Revealed: One driver fined £4k after being caught in Belfast bus lanes 91 times
A single motorist has been fined a staggering 91 times for driving in Belfast's bus lanes in just 10 months. The motorist has accumulated at least £4,000 worth of penalties in that period.
Another driver was caught on 42 separate occasions, and a third was fined 36 times.
They are among dozens of people receiving multiple penalties since a crackdown began last summer.
It comes as new figures show more than 40,000 vehicles have been clocked driving in the city's bus lanes in the past 10 months.
The total value of fines has now topped £1.5m.
One street - Donegall Square East - has produced £630,000 worth of fines alone.
It has led to warnings that over-zealous enforcement will drive shoppers from the city.
Glyn Roberts from the Northern Ireland Independent Retail Trade Association said the figures were "astonishing".
"I have a real and genuine worry that it will be off-putting to people coming into Belfast," he said.
Details of bus lane fines were released by the Department for Regional Development after a Freedom of Information request.
Between June 22 last year and May 3, a total of 42,055 fines were issued for driving in 32 bus lanes across Belfast - 133 a day on average.
The worst hotspots for fines were:
- Donegall Square East - 16,677 fines worth £631,878.
- Castle Street - 11,940 fines worth £403,824.
- Great Victoria Street - 6,114 fines worth £244,617.
- East Bridge Street - 2,222 fines worth £90,269.
- College Square East - 2,050 fines worth £76,332.
In total, fines worth £1,561,057 were issued.
The Belfast Telegraph also obtained details about cars which were fined more than once.
- 147 vehicles were caught more than five times.
- 44 vehicles were caught more than 10 times.
- And 31 vehicles were caught more than 20 times.
The highest number of bus lane offences by the same vehicle was a staggering 91.
That is the equivalent of being caught once every three days. The DRD confirmed it was not a vehicle with authorisation to use a bus lane, such as an unmarked police car.
The minimum fine is £45, if paid within a fortnight, meaning that car alone will have accumulated fines of at least £4,095.
Mr Roberts sits on the Belfast Rapid Transit forum, which is a liaison group between DRD and key stakeholders.
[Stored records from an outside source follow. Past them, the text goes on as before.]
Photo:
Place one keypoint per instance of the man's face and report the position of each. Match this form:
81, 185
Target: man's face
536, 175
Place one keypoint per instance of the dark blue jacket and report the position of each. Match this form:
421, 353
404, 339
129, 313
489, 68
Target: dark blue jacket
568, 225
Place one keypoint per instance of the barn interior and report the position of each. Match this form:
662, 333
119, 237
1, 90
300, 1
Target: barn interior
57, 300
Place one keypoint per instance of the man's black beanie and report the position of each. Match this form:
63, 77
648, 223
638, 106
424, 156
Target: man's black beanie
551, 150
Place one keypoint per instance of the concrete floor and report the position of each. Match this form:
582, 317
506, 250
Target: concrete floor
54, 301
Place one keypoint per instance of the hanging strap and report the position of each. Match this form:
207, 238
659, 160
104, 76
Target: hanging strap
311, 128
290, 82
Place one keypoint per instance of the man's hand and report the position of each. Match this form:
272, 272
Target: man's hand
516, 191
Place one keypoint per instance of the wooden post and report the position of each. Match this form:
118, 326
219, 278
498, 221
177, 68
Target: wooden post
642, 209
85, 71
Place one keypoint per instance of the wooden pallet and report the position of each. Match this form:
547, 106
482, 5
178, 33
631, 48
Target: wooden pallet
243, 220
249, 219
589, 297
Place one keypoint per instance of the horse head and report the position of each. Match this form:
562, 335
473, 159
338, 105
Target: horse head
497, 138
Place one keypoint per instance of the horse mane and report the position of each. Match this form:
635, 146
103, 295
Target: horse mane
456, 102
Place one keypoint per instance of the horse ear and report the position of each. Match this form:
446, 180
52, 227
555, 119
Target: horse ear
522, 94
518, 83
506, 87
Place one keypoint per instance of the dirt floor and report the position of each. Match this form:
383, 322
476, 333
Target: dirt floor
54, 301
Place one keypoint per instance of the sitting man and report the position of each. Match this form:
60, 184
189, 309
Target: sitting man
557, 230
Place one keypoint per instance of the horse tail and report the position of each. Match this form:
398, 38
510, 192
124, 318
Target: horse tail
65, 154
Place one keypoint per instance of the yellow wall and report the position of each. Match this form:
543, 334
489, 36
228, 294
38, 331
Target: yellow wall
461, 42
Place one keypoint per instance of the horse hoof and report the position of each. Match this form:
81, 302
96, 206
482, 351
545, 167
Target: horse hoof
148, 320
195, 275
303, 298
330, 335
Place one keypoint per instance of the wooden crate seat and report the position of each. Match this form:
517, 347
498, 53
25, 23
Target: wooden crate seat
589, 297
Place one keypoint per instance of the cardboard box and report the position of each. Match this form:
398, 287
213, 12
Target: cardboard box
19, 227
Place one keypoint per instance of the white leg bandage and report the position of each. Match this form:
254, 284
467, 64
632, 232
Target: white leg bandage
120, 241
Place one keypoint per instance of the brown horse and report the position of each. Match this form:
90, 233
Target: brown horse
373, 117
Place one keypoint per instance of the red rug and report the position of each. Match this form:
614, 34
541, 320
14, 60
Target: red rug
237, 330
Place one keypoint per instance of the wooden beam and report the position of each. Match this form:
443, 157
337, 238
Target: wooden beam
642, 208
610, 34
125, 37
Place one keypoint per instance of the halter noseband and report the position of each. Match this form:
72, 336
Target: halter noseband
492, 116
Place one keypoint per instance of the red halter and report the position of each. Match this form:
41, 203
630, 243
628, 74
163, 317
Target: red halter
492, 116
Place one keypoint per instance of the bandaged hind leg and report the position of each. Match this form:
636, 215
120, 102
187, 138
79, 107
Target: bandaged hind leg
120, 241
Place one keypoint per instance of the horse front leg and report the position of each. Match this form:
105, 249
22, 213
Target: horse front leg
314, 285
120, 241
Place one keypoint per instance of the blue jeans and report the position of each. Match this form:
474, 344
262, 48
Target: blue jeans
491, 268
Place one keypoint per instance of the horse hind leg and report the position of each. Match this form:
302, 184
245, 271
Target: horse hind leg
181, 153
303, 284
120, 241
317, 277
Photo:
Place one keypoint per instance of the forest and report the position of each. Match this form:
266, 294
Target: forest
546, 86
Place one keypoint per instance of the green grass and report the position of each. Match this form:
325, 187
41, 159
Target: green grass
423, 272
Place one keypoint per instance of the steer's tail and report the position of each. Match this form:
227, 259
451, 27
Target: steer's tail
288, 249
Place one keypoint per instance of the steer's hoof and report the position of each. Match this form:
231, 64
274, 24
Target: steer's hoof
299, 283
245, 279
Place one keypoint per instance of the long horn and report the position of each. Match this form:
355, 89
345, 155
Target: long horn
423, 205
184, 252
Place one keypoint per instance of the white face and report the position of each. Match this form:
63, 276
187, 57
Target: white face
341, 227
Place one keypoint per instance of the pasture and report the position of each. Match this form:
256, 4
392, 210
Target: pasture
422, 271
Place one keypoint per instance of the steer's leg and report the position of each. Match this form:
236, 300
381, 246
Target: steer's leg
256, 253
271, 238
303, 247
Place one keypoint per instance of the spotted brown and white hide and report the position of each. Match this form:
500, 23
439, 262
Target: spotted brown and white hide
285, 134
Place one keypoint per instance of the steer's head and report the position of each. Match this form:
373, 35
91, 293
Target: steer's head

He said he had raised concerns about the high number of penalties being issued.
"I have raised the need to be sensitive and not adopt an over-zealous approach," he added.
"As much as we support, in principle, the rapid transit project, I do worry about the sheer number of tickets."
The Belfast Telegraph recently reported how almost 35,000 parking tickets were dished out in a 12-month period across Belfast.
Some 2,195 were handed out on the busy Lisburn Road alone.
Mr Roberts said: "We already have a clear problem in excessive ticketing for car parking.
"The worry is that the safer option, in the minds of shoppers, is to go to the big out-of-town stores.
"They don't have to worry about the red coats, the parking is free, and it's a safer option.
"That is the last thing that traders in Belfast city centre or any of its arterial routes want to hear."
Ukip's Northern Ireland leader David McNarry - a strong critic of Belfast's bus lanes - said he was "gobsmacked" at the number of fines.
He cited the car caught 91 times as evidence that drivers were rebelling against the system.
"It seems we have serial offenders, and the reason is pretty clear - you can't travel through our beloved city without falling foul of this nonsensical and abusive restriction on motorists," he said.
A spokesperson for the DRD said: "The purpose of the bus lane enforcement measures is to reduce the number of unauthorised vehicles driving in bus lanes to improve the reliability and punctuality of our public transport system.
"The number of penalty charge notices issued, and the revenue received, will therefore depend upon driver behaviour.
"These measures are not aimed at raising revenue.
"People will not face a penalty charge as long as they do not drive in the bus lanes when they are operational.
"We would question why any driver would repeatedly ignore bus lane regulations in the knowledge they will continue to receive charges."
DRD said money raised helps finance the services it provides.